In 1959, actress and indisputable fashion icon Audrey Hepburn starred in a film called Green Mansions. It was directed by Mel Ferrer, her husband at the time, and Audrey played a "forest girl" named Rima who had a pet deer. The movie's animal trainer suggested Audrey take the little fawn home with her so they could bond. She named him Pippin - Ip, for short - and the bond between the icon and the forest creature was surprising, even in unflappable Hollywood.


"Beverly Hills habitués are fairly blasé about what they see," photographer Bill Willoughby recalled, "but Audrey being followed around town by this lovely creature stopped everyone in their tracks.

"Ip... would come right up and lie down next to her when she was having a nap. They were literally in touch, something I had never seen between a human being and a forest animal."

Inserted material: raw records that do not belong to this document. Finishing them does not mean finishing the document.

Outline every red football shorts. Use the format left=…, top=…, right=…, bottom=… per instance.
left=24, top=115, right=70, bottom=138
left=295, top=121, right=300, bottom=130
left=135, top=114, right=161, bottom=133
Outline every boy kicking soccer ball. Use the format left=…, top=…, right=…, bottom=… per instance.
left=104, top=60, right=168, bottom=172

Willoughby took many shots of Audrey with her pet, and the deer remained her companion long after the film wrapped. Ip was one of many animals lucky enough to have Audrey's attention lavished upon them; she also had cats, doves, canaries, a donkey and, over the years, seven different dogs. To think that this Hollywood star, still revered as a goddess in the fashion world, was literally that down to earth is immensely refreshing. Audrey was in touch with nature in a way few people - let alone actresses - are.

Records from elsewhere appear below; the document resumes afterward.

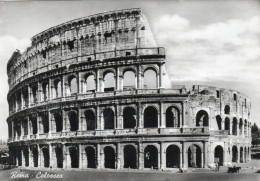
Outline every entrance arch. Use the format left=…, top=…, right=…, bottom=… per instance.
left=144, top=106, right=158, bottom=128
left=232, top=145, right=238, bottom=162
left=104, top=146, right=116, bottom=169
left=144, top=145, right=158, bottom=169
left=188, top=145, right=202, bottom=168
left=124, top=145, right=137, bottom=169
left=69, top=147, right=79, bottom=168
left=85, top=146, right=96, bottom=168
left=42, top=148, right=50, bottom=167
left=214, top=145, right=224, bottom=166
left=166, top=145, right=180, bottom=168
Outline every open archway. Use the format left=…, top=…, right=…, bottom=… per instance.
left=144, top=145, right=158, bottom=169
left=166, top=145, right=180, bottom=168
left=124, top=145, right=137, bottom=169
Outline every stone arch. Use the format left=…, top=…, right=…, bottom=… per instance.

"I'm grateful for everything that's green," she once said. "When I didn't have a dime, I held to the dream of one day having my own orchard with fruit trees and a place to grow vegetables." She also said that bonding with animals "is possibly the purest experience you can have."

There are many reasons Audrey has been my fashion icon - and humanitarian role model - since I was a little girl. When I was very young, it was because I loved watching her pretty dresses swoosh when she glided across rooms in films like Sabrina and Funny Face. I wanted to get lost with Princess Anne on her Roman Holiday and share her innocent, yet pivotal, adventures—drastic haircuts, ice cream cones, falling in love with a handsome stranger and, best of all, shopping for the perfect Italian sandals. And, like everyone else, I fell madly in love with Holly Gollightly in the film that tops nearly every list of "most influential fashion movies," Breakfast at Tiffany's. It's ridiculously cliché, and ridiculously perfect.

My girlhood dream was to stand outside Tiffany's, baguette in hand, and gaze longingly at the baubles inside. It's an image well-ingrained in my mind and in pop culture, like so many from the film-- recently, Gossip Girl couldn't resist having one of their lead actresses dress up in a Tiffany's-inspired dream sequence.

I adore Audrey in her little black dress, but I formed a special connection to her that has little to do with Audrey the actress. When I was ten, an aunt gave me my first – and only – Tiffany’s necklace. My aunt's a New Yorker and knew how much I loved Breakfast at Tiffany’s, but that wasn't why she gave me this particular gift. The necklace bears a sterling silver deer pendant, part of a Tiffany's nature collection whose proceeds went toward preserving wildlife. My family knew that, above my love of Audrey, fashion, and New York was my love of all things nature. Though I didn't make the connection to Audrey and her pet deer, having a pendant that encompassed my love of all those things was so important to me, and still is. And it's the one accessory I have that goes with absolutely everything! When I look at it, I can't help but think of Audrey and all the lovely things she represents. In my writing, I strive to make connections between the fantasy that is fashion and the beauty of nature. Fashion is fun and carefree, but it doesn’t have to be careless. I’ve learned that it's more than possible to embody fashionista and humanitarian—just look at Audrey Hepburn.